The role of a compounding pharmacist in survivorship care

Dr Inge Kriel explains the role of a compounding pharmacist in survivorship care.


Breast cancer survivors have unique needs after active cancer treatment.

Hair loss, dry skin, brittle nails, burning and tingling in hands and feet (peripheral neuropathy), and vaginal dryness are only some of the myriad afflictions that a cancer survivor may need to deal with day-to-day.

These conditions are distressing and can have a significant impact on a patient’s quality of life. Many breast cancer survivors do not seek help for these conditions, either because they feel that their complaints are too trivial or embarrassing to discuss with their oncologist, or they fear having to take more pills (with their own ensuing side effects). They also worry about any potential interactions any medication may have with their ongoing cancer treatment, for example, tamoxifen. This is where an oncology care physician comes into play.

Side effects of menopause

Post-menopausal symptoms are particularly worrisome for breast cancer survivors. Chemotherapy and endocrine therapy may launch a patient into early menopause with all the accompanying side effects: irritability, dry skin, hot flushes and vaginal dryness. These symptoms can have an overwhelmingly negative effect on the overall quality of life, adding to concerns around body image, sexual function and fertility.

Easing side effects

• Oestradiol gels for vaginal dryness, and gels to enhance orgasm can significantly improve sexual function.

• Specialised skincare products can help to nourish dry skin. Brittle nails, often as a result of Herceptin, can be managed with Biotin capsules.

• Peripheral neuropathy after taxane-based chemotherapy can be particularly bothersome and may lead to balance disturbances. This can impact a woman’s ability to exercise. This can lead to a significant negative impact on her overall health and risk of cancer recurrence. A ketoprofen/gabapentin gel formulation can significantly improve symptoms of peripheral neuropathy.

What is a compounding pharmacist?

A compounding pharmacist is an individual who personalises a medication for a patient by mixing up individual ingredients in the exact dosage and strength as required by the patient.

The medication is then administered to the patient through a variety of routes: oral, rectal, intranasal (through the nose), and transdermal (through the skin). The benefit of the transdermal mode of delivery is that many of the side effects of the oral route can be avoided, as the medication is absorbed directly through the skin and therefore bypasses the gut, liver and kidneys. Only a small amount of the drug is absorbed into the bloodstream. This is particularly important for cancer patients who may already have some degree of organ impairment due to the cancer or the cancer treatment.

Working together

Typically, I will assess the patient’s unique survivorship needs during the initial survivorship consultation. I will then email a script for the appropriate treatment, as well as the patient’s contact details, through to the team of compounding pharmacists with whom I work.

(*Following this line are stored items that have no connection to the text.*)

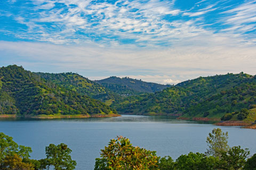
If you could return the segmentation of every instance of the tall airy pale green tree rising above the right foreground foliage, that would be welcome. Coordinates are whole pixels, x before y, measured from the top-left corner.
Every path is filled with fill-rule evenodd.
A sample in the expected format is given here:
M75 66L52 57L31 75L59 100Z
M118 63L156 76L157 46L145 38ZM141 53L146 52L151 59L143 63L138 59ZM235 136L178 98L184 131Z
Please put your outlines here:
M228 151L228 132L224 133L220 128L213 129L206 138L207 146L209 147L205 154L220 157L222 151Z

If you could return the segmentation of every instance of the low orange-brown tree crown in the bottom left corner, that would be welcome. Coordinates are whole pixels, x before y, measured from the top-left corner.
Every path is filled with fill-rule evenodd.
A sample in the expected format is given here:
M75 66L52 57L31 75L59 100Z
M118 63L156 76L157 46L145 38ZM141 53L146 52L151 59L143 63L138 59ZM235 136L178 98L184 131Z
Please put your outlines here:
M34 170L34 165L23 163L22 158L17 154L7 155L3 159L2 170Z

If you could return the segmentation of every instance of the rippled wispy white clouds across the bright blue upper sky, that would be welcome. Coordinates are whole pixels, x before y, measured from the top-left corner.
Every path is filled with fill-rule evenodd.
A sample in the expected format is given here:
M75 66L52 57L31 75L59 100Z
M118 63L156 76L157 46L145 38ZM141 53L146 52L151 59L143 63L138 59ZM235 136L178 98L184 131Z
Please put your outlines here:
M228 9L223 9L221 1L201 1L190 10L178 8L176 2L35 0L23 3L17 8L18 13L9 16L26 25L11 33L19 39L54 44L94 41L105 46L172 46L202 33L212 35L232 30L241 34L255 29L255 1ZM15 1L13 3L15 5ZM214 23L230 27L211 27L214 23L205 19L209 13L216 18ZM216 17L218 13L221 16ZM242 28L244 24L247 26Z

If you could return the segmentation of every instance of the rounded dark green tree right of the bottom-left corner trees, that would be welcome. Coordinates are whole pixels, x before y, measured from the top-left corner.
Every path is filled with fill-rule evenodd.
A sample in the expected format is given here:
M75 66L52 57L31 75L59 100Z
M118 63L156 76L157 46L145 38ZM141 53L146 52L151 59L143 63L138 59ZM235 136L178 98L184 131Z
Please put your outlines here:
M46 165L47 169L51 165L54 166L55 170L75 169L76 161L71 159L71 151L64 143L60 143L57 146L50 144L49 147L45 147L46 159L42 160L42 163Z

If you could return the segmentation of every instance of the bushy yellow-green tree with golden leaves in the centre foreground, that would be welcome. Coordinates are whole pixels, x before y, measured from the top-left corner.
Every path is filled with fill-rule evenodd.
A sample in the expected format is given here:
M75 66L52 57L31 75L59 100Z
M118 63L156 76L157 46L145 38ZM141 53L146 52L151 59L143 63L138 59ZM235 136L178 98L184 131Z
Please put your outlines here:
M159 157L156 151L133 147L129 139L117 137L112 139L105 149L101 150L94 170L102 169L156 169Z

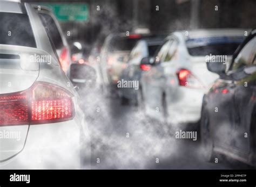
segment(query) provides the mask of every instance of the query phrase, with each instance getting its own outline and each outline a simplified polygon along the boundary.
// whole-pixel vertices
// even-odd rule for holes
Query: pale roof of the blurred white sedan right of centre
[[[250,33],[251,29],[241,28],[218,28],[218,29],[198,29],[188,31],[173,32],[174,35],[179,35],[185,39],[207,38],[207,37],[232,37],[232,36],[245,36],[245,31]],[[169,35],[170,37],[170,35]]]

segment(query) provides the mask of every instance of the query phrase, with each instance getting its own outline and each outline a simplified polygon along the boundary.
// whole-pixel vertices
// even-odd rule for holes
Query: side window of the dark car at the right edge
[[[256,37],[252,38],[245,46],[242,48],[241,52],[234,59],[232,70],[240,69],[244,66],[250,66],[251,64],[256,64]]]

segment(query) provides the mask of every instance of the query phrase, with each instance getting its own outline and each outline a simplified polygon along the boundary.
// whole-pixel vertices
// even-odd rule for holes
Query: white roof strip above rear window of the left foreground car
[[[0,12],[26,13],[24,4],[11,1],[0,1]]]

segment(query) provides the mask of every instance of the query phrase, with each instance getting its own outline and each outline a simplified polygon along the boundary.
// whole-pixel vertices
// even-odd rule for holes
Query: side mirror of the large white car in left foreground
[[[96,70],[87,64],[72,63],[69,77],[71,82],[80,88],[87,84],[95,84],[97,75]]]

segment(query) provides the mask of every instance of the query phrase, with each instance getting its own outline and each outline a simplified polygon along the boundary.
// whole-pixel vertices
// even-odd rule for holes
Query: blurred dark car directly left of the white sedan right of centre
[[[146,71],[148,68],[147,66],[141,66],[140,62],[145,57],[153,56],[163,41],[164,37],[161,36],[139,40],[131,50],[129,60],[127,62],[127,68],[120,76],[120,83],[124,81],[139,83],[142,71]],[[135,88],[135,86],[137,88]],[[133,87],[127,86],[126,88],[118,88],[121,104],[127,104],[129,101],[132,101],[137,105],[139,100],[138,97],[140,96],[139,86],[139,84],[134,84]]]

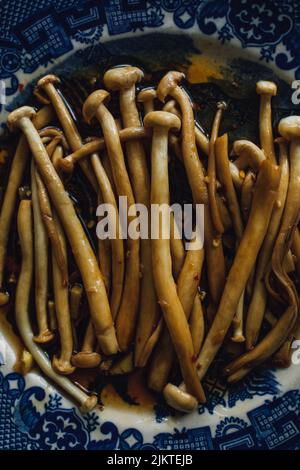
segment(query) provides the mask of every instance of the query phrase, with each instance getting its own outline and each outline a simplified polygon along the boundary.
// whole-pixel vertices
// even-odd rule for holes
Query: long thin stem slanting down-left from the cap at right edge
[[[281,168],[280,183],[268,231],[266,233],[264,243],[259,253],[258,263],[255,272],[253,294],[248,308],[246,322],[246,347],[248,350],[253,349],[257,342],[257,338],[261,329],[266,309],[267,291],[265,287],[264,276],[267,270],[268,263],[272,257],[274,244],[276,241],[280,221],[285,207],[289,184],[289,163],[286,142],[283,140],[280,141],[279,146]]]

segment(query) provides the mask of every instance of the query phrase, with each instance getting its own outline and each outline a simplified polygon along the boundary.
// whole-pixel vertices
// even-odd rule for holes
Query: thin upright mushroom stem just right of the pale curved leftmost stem
[[[47,319],[48,237],[38,200],[33,160],[31,162],[31,197],[34,216],[35,310],[38,325],[38,334],[34,337],[34,341],[36,343],[47,343],[54,337],[50,331]]]

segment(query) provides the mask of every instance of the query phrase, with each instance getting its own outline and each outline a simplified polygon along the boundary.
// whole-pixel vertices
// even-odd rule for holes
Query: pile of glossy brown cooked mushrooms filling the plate
[[[206,400],[201,382],[217,354],[230,356],[223,372],[232,383],[262,363],[287,367],[300,335],[300,117],[283,118],[274,140],[277,88],[259,81],[259,146],[238,140],[230,149],[228,135],[219,135],[226,104],[217,103],[205,135],[183,79],[171,71],[156,88],[142,88],[139,68],[109,69],[105,89],[95,89],[82,107],[80,118],[93,137],[79,131],[54,75],[36,85],[39,111],[24,106],[8,117],[9,129],[21,136],[0,214],[0,305],[10,301],[4,275],[17,206],[17,327],[36,364],[83,412],[97,397],[65,377],[75,369],[121,374],[145,368],[150,389],[190,412]],[[187,249],[172,213],[167,237],[162,219],[151,219],[152,205],[170,205],[172,158],[181,162],[194,208],[204,206],[203,246]],[[98,250],[67,190],[76,173],[117,214],[108,213],[116,236],[99,239]],[[118,223],[124,196],[128,221],[143,205],[158,236],[124,239]],[[78,334],[84,302],[88,317]],[[51,357],[43,349],[48,343],[58,345]],[[174,369],[181,384],[171,383]]]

The pharmacists contact the patient and arrange for a quote to be sent through to the patient. The cost of the products range anywhere from R40 to R400, depending on the cost of the raw materials that need to be obtained to formulate the products. A small delivery fee is charged and the products are couriered directly to the patient, once the patient has made payment.

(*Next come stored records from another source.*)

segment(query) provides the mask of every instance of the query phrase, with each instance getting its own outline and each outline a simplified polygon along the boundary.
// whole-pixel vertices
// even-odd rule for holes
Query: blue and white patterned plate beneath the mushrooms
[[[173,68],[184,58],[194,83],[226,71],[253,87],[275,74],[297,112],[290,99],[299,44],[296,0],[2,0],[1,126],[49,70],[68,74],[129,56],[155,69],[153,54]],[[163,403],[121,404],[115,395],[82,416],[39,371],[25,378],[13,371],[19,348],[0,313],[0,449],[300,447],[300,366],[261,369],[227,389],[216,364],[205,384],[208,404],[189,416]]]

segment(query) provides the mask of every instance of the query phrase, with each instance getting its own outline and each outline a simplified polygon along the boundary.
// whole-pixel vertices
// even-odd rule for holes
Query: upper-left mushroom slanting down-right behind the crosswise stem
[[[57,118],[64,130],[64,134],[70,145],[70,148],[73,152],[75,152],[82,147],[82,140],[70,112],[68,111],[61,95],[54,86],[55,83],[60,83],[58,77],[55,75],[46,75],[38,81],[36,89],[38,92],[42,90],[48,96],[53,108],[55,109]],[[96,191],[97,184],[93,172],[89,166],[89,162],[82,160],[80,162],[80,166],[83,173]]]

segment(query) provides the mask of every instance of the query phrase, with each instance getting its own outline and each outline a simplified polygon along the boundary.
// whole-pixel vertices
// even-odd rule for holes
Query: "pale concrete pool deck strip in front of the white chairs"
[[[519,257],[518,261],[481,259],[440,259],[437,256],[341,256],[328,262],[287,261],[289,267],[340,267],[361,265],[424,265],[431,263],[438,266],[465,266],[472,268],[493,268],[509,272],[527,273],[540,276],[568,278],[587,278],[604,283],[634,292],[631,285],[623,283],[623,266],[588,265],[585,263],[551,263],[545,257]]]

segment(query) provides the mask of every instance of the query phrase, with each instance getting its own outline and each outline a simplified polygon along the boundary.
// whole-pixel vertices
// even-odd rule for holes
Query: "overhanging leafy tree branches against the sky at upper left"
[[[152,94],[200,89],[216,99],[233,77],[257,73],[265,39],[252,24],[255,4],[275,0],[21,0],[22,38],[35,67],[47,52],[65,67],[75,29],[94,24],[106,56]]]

I follow-up with the patient to  determine their response to the treatment. If response is sub-optimal, I adjust the strength or dosage of the treatment and the pharmacists will re-formulate the product, according to my specific instructions. I obtain feedback from the patients regarding ease of application, as well as any other comments/criticism, and send this information through to the pharmacists. This helps the products to be improved or adjusted accordingly. This ensures that the patient remains adherent on the treatment, as she feels her specific concerns are being addressed.

Women do not have to suffer  debilitating side effects as a result of cancer and cancer treatment. A range of personalised medications, tailor-made to suit a survivor’s unique needs are available to manage side effects.

Life will never be the same as before the cancer, but together we, oncology care physicians and compounding pharmacists, can help patients to find their new normal, and live a happy, fulfilling life after cancer.

Dr Inge Kriel is an oncology care physician practicing at TimRon Health and Wellness Centre in Fourways, JHB.

MEET OUR EXPERT – Dr Inge Kriel

Dr Inge Kriel is an oncology care physician practicing at TimRon Health and Wellness Centre.


One Reply to “The role of a compounding pharmacist in survivorship care”

  1. Hi
    Thank you for publishing this article!
    I have all of the above — itchy dry skin, vaginal dryness, night sweats and balance disturbance (which i noticed at yoga). I was diagnosed with non-H lymphoma in December 2017 and had my last chemo therapy in April and waiting to start the maintenance programme. My hair started growing before my last chemo session and getting there but quite thin. I am taking folic acid every day and using Nioxin shampoo and treatment. I am 56, quite active (play basketball, yoga and do parkrun) and have been active throughout my treatment. Any recommendations would be appreciated.